Dans ses prévisions macroéconomiques actualisées pour 2026, la Banque centrale a revu à la hausse ses prévisions concernant le prix moyen du pétrole, le faisant passer de 45 à 65 dollars le baril. L’autorité de régulation estime que cette hausse générera environ 58 milliards de dollars de recettes supplémentaires provenant des matières premières : les recettes d’exportation atteindront 485 milliards de dollars, contre 422 milliards précédemment estimés, et l’excédent de la balance commerciale sera 1,7 fois supérieur, passant de 90 milliards à 155 milliards de dollars.

Cependant, cette situation n’aura pas d’impact sur la croissance économique, qui a fortement ralenti l’an dernier : selon les prévisions de la Banque centrale, le PIB ne progressera que de 0,5 % à 1,5 % d’ici la fin de l’année, une estimation qui reste inchangée.

Selon la Banque centrale, les Russes resteront en période d’austérité : la consommation privée n’augmentera que de 0,5 à 1,5 % (après 3,6 % l’an dernier). Aucun fonds supplémentaire ne sera alloué aux investissements des entreprises. Leur volume total « cette année sera comparable à celui de l’an dernier », a déclaré la gouverneure de la Banque centrale, Elvira Nabiullina, lors d’une conférence de presse. « L’activité économique ralentit », a-t-elle ajouté.

D’après Rosstat, le PIB russe a commencé à se contracter pour la première fois depuis 2023, chutant de 1,8 % en glissement annuel en janvier-février. L’industrie est au bord de la récession : la production a reculé de 0,8 % et 0,9 % en janvier et février, avant de renouer légèrement avec la croissance fin mars, à 0,3 % en glissement annuel.

Cependant, les analystes de Raiffeisenbank prévoient une baisse du PIB d’environ 1 % d’ici la fin du premier trimestre.

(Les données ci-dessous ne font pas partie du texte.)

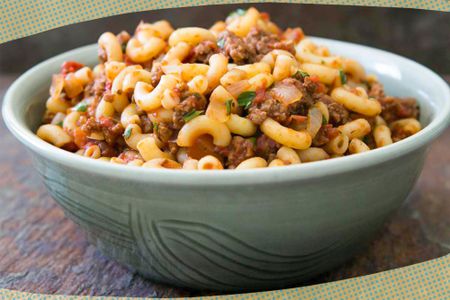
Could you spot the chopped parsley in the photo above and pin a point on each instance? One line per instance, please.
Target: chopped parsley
(221, 43)
(127, 133)
(192, 114)
(300, 74)
(245, 99)
(229, 104)
(343, 77)
(81, 107)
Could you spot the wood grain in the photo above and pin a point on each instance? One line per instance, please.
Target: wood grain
(44, 252)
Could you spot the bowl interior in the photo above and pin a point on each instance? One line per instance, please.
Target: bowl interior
(25, 103)
(397, 77)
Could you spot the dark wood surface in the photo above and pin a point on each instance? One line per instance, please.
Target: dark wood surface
(42, 251)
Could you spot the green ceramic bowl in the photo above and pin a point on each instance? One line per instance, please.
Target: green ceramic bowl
(234, 230)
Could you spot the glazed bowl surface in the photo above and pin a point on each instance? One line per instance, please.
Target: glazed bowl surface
(235, 230)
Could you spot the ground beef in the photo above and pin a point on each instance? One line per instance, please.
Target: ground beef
(97, 87)
(263, 42)
(338, 113)
(123, 37)
(107, 149)
(146, 124)
(173, 147)
(399, 133)
(268, 107)
(372, 120)
(253, 47)
(188, 103)
(397, 108)
(308, 88)
(239, 150)
(376, 91)
(266, 147)
(101, 53)
(324, 135)
(164, 132)
(235, 48)
(111, 129)
(129, 155)
(202, 52)
(293, 34)
(156, 75)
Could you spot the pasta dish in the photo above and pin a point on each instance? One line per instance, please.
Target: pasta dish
(241, 94)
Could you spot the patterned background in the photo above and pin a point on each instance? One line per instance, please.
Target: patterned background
(20, 18)
(428, 280)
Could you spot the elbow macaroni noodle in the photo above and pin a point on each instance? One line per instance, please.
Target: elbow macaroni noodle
(193, 98)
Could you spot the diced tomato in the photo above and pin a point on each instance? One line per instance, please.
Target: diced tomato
(128, 156)
(260, 94)
(79, 137)
(70, 66)
(314, 78)
(330, 131)
(108, 85)
(293, 34)
(106, 122)
(299, 119)
(128, 60)
(265, 16)
(203, 146)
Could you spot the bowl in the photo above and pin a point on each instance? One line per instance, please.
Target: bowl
(234, 230)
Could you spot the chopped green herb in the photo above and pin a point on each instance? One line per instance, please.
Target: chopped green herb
(237, 12)
(81, 107)
(229, 104)
(245, 99)
(300, 74)
(221, 43)
(343, 77)
(192, 114)
(197, 95)
(127, 133)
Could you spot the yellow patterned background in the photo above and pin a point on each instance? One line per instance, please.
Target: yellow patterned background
(20, 18)
(428, 280)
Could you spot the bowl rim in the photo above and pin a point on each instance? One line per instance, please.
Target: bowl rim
(311, 170)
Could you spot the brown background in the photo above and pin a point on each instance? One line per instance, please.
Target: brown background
(417, 34)
(43, 251)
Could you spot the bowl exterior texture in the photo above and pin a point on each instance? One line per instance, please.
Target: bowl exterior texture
(232, 238)
(235, 230)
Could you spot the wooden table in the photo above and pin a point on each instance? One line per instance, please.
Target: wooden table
(42, 251)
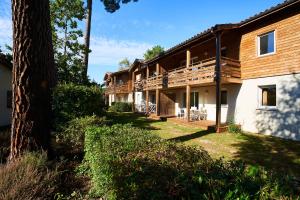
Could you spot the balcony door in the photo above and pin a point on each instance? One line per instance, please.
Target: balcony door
(167, 104)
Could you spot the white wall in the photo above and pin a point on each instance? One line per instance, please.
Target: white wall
(284, 120)
(207, 101)
(5, 85)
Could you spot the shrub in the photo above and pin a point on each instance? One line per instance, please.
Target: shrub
(27, 178)
(72, 135)
(120, 107)
(130, 163)
(73, 101)
(233, 127)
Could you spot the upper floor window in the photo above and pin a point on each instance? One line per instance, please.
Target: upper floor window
(266, 43)
(9, 99)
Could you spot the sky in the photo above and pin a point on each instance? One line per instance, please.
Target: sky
(138, 26)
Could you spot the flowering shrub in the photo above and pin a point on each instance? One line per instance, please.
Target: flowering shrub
(130, 163)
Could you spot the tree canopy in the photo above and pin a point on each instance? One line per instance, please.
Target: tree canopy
(68, 50)
(153, 52)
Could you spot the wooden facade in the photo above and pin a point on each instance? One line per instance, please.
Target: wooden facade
(198, 62)
(285, 60)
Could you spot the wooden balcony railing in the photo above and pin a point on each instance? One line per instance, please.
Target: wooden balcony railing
(204, 72)
(139, 85)
(199, 73)
(154, 82)
(117, 89)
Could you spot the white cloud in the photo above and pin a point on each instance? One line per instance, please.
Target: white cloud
(106, 51)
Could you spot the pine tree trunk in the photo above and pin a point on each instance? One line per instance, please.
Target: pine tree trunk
(34, 75)
(87, 36)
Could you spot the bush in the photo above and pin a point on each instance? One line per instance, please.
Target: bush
(72, 134)
(130, 163)
(234, 128)
(27, 178)
(120, 107)
(73, 101)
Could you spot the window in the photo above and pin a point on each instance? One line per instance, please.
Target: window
(194, 100)
(224, 97)
(224, 52)
(266, 43)
(184, 100)
(9, 99)
(268, 95)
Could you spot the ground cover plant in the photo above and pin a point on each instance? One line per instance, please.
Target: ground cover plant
(130, 163)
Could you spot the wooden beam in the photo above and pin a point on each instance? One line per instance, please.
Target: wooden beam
(218, 80)
(157, 102)
(147, 72)
(188, 102)
(188, 58)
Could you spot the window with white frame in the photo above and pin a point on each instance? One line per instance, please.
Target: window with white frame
(224, 97)
(267, 96)
(266, 43)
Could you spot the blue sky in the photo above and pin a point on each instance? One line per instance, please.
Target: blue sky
(134, 28)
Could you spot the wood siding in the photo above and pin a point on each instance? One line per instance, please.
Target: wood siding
(286, 59)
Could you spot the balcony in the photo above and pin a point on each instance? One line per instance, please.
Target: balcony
(139, 85)
(203, 72)
(117, 89)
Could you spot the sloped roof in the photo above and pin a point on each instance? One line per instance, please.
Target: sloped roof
(210, 31)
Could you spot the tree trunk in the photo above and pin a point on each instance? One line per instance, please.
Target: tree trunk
(33, 76)
(87, 36)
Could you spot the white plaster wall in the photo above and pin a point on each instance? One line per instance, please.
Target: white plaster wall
(129, 97)
(5, 85)
(284, 120)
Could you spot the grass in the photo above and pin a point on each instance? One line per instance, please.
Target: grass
(256, 149)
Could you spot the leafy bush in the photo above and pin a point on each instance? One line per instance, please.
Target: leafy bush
(5, 144)
(27, 178)
(130, 163)
(233, 127)
(72, 134)
(73, 101)
(120, 107)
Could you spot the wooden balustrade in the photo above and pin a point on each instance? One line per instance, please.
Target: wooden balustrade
(117, 89)
(154, 82)
(196, 74)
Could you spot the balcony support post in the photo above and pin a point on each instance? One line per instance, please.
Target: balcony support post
(147, 101)
(218, 80)
(188, 102)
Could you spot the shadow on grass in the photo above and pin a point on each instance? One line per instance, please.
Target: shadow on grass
(271, 152)
(136, 119)
(188, 137)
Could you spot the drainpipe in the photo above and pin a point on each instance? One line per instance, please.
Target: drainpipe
(218, 34)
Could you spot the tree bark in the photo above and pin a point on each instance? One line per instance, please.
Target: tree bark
(34, 75)
(87, 36)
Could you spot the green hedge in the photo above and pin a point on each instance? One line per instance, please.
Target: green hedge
(130, 163)
(73, 101)
(120, 107)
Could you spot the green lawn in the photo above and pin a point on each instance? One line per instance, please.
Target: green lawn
(270, 152)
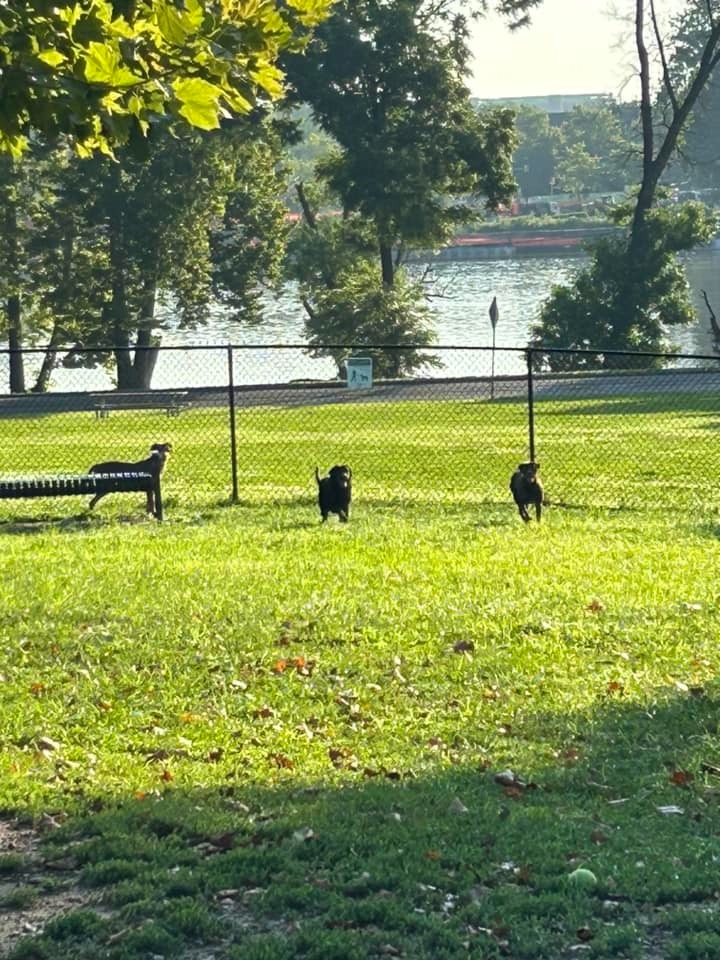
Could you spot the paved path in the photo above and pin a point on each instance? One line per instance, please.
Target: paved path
(546, 387)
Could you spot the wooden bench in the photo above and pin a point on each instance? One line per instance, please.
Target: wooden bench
(171, 401)
(83, 486)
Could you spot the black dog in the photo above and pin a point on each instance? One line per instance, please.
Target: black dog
(335, 492)
(527, 489)
(154, 465)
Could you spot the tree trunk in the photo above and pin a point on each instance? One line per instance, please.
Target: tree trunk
(386, 263)
(48, 365)
(116, 311)
(63, 296)
(13, 308)
(147, 345)
(15, 343)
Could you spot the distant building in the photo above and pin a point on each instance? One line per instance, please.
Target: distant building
(554, 104)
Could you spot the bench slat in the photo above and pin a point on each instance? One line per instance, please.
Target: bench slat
(81, 485)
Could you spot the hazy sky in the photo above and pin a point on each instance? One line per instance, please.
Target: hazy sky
(570, 47)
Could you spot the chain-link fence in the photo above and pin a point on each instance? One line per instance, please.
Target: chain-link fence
(249, 424)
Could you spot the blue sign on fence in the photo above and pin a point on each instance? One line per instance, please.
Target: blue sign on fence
(359, 373)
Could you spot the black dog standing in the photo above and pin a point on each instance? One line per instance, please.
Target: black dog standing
(154, 465)
(527, 489)
(335, 492)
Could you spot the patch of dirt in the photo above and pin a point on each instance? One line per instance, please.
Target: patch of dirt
(53, 887)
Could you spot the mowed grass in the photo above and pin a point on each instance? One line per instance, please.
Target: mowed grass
(263, 737)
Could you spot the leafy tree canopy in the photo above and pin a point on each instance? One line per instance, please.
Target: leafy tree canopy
(618, 304)
(103, 70)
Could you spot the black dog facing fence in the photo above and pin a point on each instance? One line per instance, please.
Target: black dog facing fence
(250, 422)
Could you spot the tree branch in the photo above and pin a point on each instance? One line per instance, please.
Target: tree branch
(670, 90)
(308, 213)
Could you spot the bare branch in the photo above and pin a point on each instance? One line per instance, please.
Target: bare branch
(714, 325)
(645, 98)
(670, 90)
(307, 210)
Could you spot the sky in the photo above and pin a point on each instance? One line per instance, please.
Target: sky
(571, 46)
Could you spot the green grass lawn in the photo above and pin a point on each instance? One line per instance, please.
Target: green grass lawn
(243, 734)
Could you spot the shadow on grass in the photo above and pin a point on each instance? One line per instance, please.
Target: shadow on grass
(469, 858)
(655, 404)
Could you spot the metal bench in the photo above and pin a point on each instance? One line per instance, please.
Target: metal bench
(82, 486)
(171, 401)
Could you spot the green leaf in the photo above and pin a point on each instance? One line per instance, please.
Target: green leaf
(199, 101)
(103, 64)
(52, 57)
(173, 25)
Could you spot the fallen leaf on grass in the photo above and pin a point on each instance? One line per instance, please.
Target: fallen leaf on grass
(463, 646)
(303, 834)
(223, 841)
(507, 778)
(599, 836)
(281, 761)
(681, 778)
(262, 713)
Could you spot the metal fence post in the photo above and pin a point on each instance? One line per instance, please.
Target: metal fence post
(233, 434)
(531, 405)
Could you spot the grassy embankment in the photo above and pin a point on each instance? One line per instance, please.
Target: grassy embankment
(264, 738)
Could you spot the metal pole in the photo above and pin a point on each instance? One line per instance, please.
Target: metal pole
(531, 407)
(233, 434)
(494, 317)
(492, 369)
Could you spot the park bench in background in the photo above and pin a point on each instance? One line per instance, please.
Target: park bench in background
(171, 401)
(76, 486)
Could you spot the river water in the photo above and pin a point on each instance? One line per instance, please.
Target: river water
(462, 293)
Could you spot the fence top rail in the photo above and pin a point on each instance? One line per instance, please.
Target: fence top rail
(229, 347)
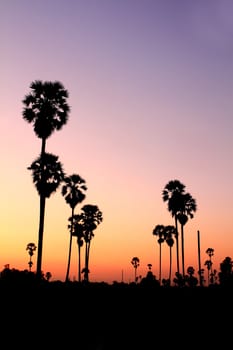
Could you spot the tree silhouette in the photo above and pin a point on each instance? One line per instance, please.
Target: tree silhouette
(135, 262)
(47, 109)
(187, 208)
(31, 247)
(160, 232)
(87, 221)
(47, 175)
(171, 194)
(73, 192)
(170, 231)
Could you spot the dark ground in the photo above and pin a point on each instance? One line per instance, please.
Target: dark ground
(102, 317)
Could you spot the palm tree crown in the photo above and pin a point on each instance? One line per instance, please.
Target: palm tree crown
(46, 107)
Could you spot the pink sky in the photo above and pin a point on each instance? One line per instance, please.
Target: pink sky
(150, 85)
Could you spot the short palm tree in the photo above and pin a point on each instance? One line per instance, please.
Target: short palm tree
(47, 176)
(171, 194)
(187, 207)
(135, 262)
(160, 232)
(89, 219)
(31, 247)
(73, 191)
(170, 232)
(77, 231)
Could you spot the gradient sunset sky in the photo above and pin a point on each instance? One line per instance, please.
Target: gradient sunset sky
(151, 94)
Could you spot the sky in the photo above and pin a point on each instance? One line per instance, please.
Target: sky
(150, 87)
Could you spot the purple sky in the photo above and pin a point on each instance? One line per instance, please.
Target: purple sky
(151, 85)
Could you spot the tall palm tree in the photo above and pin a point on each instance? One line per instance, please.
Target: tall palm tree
(47, 109)
(73, 192)
(160, 232)
(47, 176)
(135, 262)
(170, 231)
(187, 207)
(89, 219)
(210, 252)
(171, 194)
(31, 247)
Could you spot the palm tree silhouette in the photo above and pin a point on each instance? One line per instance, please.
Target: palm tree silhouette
(77, 231)
(209, 263)
(73, 192)
(171, 194)
(47, 175)
(47, 109)
(31, 247)
(159, 231)
(89, 219)
(135, 262)
(170, 231)
(187, 207)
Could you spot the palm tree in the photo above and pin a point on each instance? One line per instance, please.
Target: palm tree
(77, 231)
(89, 219)
(31, 247)
(187, 207)
(159, 231)
(170, 231)
(210, 252)
(73, 192)
(47, 176)
(171, 194)
(47, 109)
(135, 262)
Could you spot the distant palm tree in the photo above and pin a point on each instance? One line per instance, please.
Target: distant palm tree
(210, 252)
(73, 192)
(187, 207)
(208, 264)
(48, 276)
(160, 232)
(77, 231)
(47, 176)
(135, 262)
(47, 109)
(170, 231)
(171, 194)
(89, 219)
(31, 247)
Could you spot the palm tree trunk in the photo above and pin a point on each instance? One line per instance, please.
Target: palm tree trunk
(170, 266)
(160, 262)
(177, 246)
(182, 248)
(40, 235)
(70, 246)
(69, 258)
(79, 263)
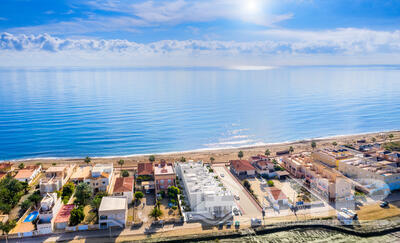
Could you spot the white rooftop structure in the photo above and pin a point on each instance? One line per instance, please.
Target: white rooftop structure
(206, 194)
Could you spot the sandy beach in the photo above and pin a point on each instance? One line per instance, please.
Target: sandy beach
(224, 155)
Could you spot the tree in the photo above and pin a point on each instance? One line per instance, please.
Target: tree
(173, 192)
(83, 194)
(138, 195)
(240, 154)
(87, 160)
(25, 186)
(156, 213)
(7, 227)
(121, 162)
(246, 184)
(313, 145)
(124, 173)
(152, 158)
(77, 215)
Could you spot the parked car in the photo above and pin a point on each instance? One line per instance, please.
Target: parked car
(384, 204)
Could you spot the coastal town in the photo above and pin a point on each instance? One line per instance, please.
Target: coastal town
(346, 184)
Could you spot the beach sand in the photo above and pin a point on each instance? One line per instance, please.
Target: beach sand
(224, 155)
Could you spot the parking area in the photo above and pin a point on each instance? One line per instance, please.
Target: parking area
(246, 204)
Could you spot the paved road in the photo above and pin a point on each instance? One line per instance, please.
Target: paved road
(245, 203)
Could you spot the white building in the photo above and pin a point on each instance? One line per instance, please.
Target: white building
(49, 207)
(101, 177)
(113, 211)
(206, 195)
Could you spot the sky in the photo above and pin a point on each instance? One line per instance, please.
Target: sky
(224, 33)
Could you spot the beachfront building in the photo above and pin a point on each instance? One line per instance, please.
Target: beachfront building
(113, 211)
(101, 177)
(145, 177)
(373, 176)
(81, 174)
(62, 219)
(331, 157)
(242, 168)
(164, 176)
(207, 196)
(124, 187)
(276, 197)
(55, 177)
(28, 174)
(49, 208)
(325, 180)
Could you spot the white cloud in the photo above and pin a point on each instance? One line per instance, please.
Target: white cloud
(280, 47)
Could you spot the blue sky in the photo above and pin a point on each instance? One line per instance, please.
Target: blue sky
(256, 32)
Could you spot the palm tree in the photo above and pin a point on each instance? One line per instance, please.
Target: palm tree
(152, 158)
(313, 145)
(87, 160)
(121, 162)
(240, 154)
(7, 227)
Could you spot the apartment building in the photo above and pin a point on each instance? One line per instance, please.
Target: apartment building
(101, 177)
(323, 179)
(55, 177)
(207, 196)
(49, 208)
(373, 175)
(331, 157)
(164, 176)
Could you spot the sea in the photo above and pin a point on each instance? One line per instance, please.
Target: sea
(105, 112)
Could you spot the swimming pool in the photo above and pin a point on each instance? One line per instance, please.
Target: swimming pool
(32, 216)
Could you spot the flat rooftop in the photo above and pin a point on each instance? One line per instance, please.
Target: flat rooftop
(113, 203)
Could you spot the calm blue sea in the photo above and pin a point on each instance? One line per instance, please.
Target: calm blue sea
(101, 112)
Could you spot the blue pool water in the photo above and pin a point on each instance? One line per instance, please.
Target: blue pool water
(32, 216)
(100, 112)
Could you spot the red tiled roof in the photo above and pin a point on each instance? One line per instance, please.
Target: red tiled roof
(241, 165)
(123, 184)
(277, 193)
(22, 174)
(64, 214)
(145, 169)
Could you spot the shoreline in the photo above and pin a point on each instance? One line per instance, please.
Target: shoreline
(221, 153)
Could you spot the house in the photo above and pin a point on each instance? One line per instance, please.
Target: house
(124, 187)
(81, 174)
(145, 177)
(113, 211)
(276, 197)
(28, 174)
(264, 168)
(55, 177)
(101, 177)
(62, 218)
(242, 168)
(49, 208)
(164, 176)
(207, 197)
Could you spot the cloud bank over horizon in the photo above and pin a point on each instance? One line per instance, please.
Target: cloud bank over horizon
(357, 46)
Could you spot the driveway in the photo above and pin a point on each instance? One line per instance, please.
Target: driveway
(245, 204)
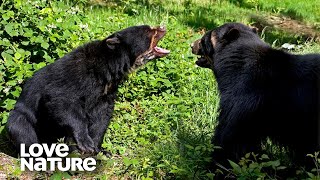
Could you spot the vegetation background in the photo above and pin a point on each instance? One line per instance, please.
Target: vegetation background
(165, 113)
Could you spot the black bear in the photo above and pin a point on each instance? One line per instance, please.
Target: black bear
(264, 92)
(74, 97)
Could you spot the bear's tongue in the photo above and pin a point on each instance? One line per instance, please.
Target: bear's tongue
(161, 50)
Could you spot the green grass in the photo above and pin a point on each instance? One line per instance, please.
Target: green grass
(166, 133)
(166, 112)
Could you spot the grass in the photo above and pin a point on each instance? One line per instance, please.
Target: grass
(167, 134)
(166, 112)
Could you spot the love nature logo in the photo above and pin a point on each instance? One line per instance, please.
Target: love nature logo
(38, 157)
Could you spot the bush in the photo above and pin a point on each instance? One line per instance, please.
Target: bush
(33, 34)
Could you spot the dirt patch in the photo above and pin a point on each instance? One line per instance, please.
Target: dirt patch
(286, 24)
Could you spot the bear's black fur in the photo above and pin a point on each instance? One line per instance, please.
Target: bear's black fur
(264, 93)
(74, 97)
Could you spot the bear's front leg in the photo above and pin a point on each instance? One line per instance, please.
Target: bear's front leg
(72, 117)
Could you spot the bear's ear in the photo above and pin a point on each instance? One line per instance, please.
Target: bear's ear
(255, 30)
(111, 42)
(232, 34)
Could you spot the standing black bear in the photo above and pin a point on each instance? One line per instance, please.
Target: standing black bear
(264, 93)
(74, 97)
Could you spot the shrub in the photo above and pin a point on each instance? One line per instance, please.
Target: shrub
(33, 34)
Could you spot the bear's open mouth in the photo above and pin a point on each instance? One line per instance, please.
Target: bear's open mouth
(160, 32)
(154, 51)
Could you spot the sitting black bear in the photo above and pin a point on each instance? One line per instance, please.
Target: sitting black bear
(74, 97)
(264, 93)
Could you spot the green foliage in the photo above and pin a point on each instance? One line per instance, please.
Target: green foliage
(33, 35)
(166, 112)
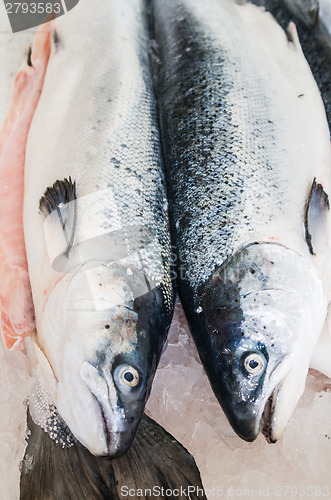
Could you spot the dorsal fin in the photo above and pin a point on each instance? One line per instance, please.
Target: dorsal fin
(317, 208)
(58, 205)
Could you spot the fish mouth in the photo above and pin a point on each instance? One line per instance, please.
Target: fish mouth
(117, 442)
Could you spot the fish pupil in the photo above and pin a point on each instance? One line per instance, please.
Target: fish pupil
(253, 364)
(128, 377)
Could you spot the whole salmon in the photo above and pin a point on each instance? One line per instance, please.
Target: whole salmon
(96, 229)
(248, 166)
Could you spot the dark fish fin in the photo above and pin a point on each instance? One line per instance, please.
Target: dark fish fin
(154, 459)
(59, 206)
(316, 212)
(166, 463)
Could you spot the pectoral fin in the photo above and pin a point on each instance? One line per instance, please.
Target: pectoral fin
(155, 459)
(316, 216)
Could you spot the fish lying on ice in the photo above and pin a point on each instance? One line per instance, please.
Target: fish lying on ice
(96, 229)
(248, 168)
(155, 463)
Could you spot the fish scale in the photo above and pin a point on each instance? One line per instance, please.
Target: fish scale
(220, 147)
(247, 158)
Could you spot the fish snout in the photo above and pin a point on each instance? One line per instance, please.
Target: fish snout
(118, 427)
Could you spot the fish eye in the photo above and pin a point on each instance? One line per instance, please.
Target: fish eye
(126, 375)
(254, 363)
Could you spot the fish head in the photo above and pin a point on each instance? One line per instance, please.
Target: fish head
(263, 311)
(103, 334)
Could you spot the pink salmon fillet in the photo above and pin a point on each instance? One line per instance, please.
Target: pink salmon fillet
(16, 305)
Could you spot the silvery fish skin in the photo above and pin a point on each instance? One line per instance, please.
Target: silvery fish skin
(247, 157)
(96, 229)
(313, 21)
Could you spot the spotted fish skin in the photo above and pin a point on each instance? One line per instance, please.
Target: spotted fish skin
(96, 226)
(244, 136)
(314, 32)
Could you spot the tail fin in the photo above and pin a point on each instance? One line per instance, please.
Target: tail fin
(155, 460)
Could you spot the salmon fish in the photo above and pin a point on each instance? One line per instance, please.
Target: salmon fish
(247, 158)
(96, 230)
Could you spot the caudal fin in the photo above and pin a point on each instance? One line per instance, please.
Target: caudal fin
(155, 460)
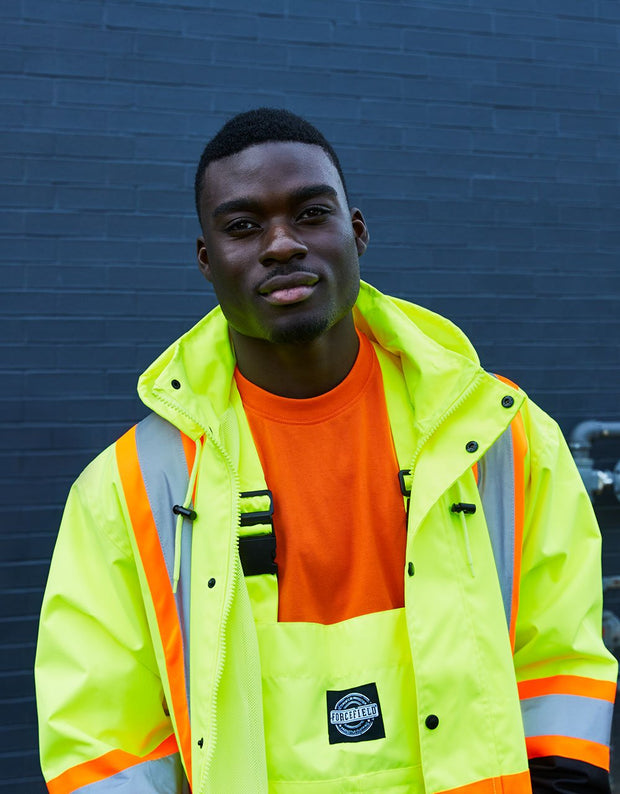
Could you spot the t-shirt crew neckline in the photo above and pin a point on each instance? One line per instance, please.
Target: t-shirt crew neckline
(309, 410)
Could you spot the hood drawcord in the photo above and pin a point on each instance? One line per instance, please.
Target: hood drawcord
(184, 513)
(464, 509)
(467, 546)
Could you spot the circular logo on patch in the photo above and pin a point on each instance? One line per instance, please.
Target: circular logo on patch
(354, 714)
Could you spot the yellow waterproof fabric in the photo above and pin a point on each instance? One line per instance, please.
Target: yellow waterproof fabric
(464, 669)
(300, 662)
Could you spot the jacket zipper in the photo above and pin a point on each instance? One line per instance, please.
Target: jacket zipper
(444, 417)
(212, 727)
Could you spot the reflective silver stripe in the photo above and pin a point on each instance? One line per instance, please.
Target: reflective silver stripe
(164, 470)
(568, 715)
(162, 776)
(496, 486)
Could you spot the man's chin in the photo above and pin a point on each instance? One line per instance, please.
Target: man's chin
(301, 332)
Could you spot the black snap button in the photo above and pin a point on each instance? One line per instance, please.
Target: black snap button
(431, 722)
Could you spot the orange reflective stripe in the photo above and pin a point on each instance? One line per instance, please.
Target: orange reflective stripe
(189, 447)
(568, 747)
(106, 766)
(506, 784)
(568, 685)
(519, 448)
(158, 580)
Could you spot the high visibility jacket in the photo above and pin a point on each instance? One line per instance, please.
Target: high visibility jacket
(148, 669)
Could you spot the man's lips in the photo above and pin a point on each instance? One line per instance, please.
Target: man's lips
(292, 288)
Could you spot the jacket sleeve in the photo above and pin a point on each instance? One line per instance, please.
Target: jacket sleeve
(103, 721)
(566, 676)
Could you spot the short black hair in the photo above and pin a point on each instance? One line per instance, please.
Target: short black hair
(261, 125)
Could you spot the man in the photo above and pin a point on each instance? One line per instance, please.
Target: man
(338, 555)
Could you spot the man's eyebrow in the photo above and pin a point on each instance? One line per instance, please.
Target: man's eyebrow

Le conflit au Moyen-Orient présente des risques inflationnistes pour la Russie, a déclaré Nabiullina : il entraînera un ralentissement de la croissance économique mondiale, une hausse des coûts logistiques et énergétiques à l’échelle mondiale, une accélération de l’inflation et une augmentation des taux d’intérêt mondiaux. Quant aux recettes pétrolières excédentaires, l’État les encaissera en achetant des devises étrangères sur le marché pour le Fonds national de prévoyance

L’impact de ces recettes d’exportation supplémentaires sera largement compensé par le mécanisme de la règle budgétaire, a précisé Nabiullina.